Así, como dice Thompson, con el cambio en los modos y las relaciones de producción, lo que cambia es la experiencia social y cultural de los hombres y mujeres; y esto se plasma y asienta en sus conciencias, en sus valores; y por tanto sus asentimientos y elecciones; todo lo cual da lugar a “una organización cognitiva de la vida que se corresponde con el modo de producción” (Thompson, 1992: 16). Es por esto que este tipo subjetivo es rápidamente extendido desde del ámbito laboral, hacia otros ámbitos: A lo largo y ancho del mundo posmoderno, el “pensamiento a largo plazo (y más aún las obligaciones y compromisos a largo plazo) se perfila efectivamente como ‘sin sentido’” (Bauman, 2005b: 145), lo cual se extiende hacia todas las relaciones posibles; puesto que “la probabilidad de que uno encuentre mañana el propio cuerpo inmerso en una familia, un grupo de trabajo, una clase y un vecindario muy diferentes o radicalmente cambiados resulta hoy mucho más creíble” (Bauman, 2005c: 194).  Así, la precarización en principio llevada adelante por los operadores del mercado de trabajo, “se ve auxiliada e instigada (y en sus efectos reforzada) por las políticas de vida” (Bauman, 2005c: 173).

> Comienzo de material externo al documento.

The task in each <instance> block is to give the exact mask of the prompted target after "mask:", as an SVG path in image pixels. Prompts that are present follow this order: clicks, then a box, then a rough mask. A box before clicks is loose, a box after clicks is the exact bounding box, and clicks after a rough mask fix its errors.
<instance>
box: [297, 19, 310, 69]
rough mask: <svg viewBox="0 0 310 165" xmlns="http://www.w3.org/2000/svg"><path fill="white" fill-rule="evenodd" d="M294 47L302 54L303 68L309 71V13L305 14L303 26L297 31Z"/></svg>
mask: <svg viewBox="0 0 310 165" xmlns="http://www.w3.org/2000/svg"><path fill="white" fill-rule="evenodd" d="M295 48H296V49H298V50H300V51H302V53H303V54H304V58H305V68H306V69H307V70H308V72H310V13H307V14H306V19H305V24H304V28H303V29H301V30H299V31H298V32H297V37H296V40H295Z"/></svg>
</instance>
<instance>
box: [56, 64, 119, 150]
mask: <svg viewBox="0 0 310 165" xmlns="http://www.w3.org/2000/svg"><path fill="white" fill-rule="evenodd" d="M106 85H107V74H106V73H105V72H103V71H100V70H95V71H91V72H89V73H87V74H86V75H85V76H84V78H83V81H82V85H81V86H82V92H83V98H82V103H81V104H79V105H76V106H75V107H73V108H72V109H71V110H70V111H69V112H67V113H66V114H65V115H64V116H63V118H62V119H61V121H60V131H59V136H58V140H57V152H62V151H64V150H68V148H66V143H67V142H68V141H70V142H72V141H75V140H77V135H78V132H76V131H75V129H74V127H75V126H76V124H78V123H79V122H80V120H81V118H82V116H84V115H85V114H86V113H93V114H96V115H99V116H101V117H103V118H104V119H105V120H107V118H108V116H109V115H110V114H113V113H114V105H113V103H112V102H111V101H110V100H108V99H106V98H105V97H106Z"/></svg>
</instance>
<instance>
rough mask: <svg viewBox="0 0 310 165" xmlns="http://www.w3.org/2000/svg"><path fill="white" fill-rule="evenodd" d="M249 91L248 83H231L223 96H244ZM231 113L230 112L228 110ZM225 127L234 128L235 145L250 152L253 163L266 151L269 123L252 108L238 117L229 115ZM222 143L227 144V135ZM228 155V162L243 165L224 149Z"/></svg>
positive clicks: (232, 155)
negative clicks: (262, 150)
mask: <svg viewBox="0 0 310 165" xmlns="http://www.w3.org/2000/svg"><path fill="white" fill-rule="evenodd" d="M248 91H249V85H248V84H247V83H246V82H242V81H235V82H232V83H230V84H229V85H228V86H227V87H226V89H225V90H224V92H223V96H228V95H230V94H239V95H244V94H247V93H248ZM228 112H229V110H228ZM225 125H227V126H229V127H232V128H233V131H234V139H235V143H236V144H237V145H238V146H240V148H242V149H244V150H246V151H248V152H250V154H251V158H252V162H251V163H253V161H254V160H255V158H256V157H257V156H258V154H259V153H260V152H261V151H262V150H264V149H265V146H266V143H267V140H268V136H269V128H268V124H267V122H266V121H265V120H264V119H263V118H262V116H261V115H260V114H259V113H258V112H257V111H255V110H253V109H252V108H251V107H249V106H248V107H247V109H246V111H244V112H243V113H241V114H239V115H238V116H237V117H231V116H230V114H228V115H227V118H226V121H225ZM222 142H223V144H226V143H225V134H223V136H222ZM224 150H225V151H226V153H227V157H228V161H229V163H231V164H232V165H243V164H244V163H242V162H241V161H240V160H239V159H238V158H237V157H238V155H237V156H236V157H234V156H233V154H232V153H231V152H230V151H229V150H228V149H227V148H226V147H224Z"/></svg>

Y el resultado es que las estrategias y los planes de vida se vuelven cortoplacistas, transitorios, versátiles y volubles, sin un alcance que exceda el de las próximas jugadas. La ingobernabilidad del mundo de hoy hace que no quede más que preocuparse por gobernarse a uno mismo, por lo que hemos dejado de aceptar toda obligación de vivir, –y mucho menos sacrificarnos-, por algo distinto a nosotros mismos

Así, hemos caído en la profecía autocumplida de saber que los nuevos anclajes identitarios no pueden ser más que estaciones transitorias en el juego de la individualidad, por lo que, por más paradójico que pueda parecer, se practica la falta de compromiso como estrategia de autoafirmación, como dice Bauman, “lo que en realidad tenemos que recordar siempre es la necesidad de evitar jurar una lealtad para toda la vida a nada ni a nadie” (Bauman, 2009: 85).

Así, tal como venimos desarrollando a lo largo de este trabajo, los cambios en el ámbito económico-laboral, desenvuelven su correlato en otros ámbitos de la vida, por lo que esta nueva mentalidad cortoplacista y esta exacerbación del individualismo se ven reflejadas también en el ámbito de lo afectivo; así, en nuestros días, cada vez resulta más difícil procurar que las relaciones salgan adelante en las buenas y en las malasen la salud y en la enfermedad; tal como dice Bauman, “los matrimonios del tipo ‘hasta que la muerte nos separe’ están absolutamente fuera de moda y son una rareza” (Bauman, 2005c: 157). Así las cosas, la fragilidad del ámbito laboral encuentra entonces su correlato en el campo de los vínculos interpersonales; en tanto que “mientras ‘la gente de generaciones anteriores se situaba tanto en el pasado como en el futuro’ para los nuevos jóvenes contemporáneos, sólo existe el presente” (Bauman, 2009: 67). Así, ahora las relaciones amorosas, esas mismas que durante la Modernidad llegaron a ser pensadas y anheladas como pasadizo a la eternidad de los seres humanos, se han vuelto mortales, incluso los individuos las forman temporariamente, sólo para volverlas a romper.

El amor posmoderno es el amor confluente del que nos habla Giddens; en el que “cuanto más retrocede el valor del hallazgo de una ‘persona especial’, más cuenta la ‘relación especial’” (Giddens, 1995: 63). Justamente porque las personas ya no se atestiguan ni a sí mismas ni a los otros como sujetos acabados, terminados, sino que siempre en tanto proyectos en curso, por lo que la relación comienza a tomar preponderancia frente a la persona.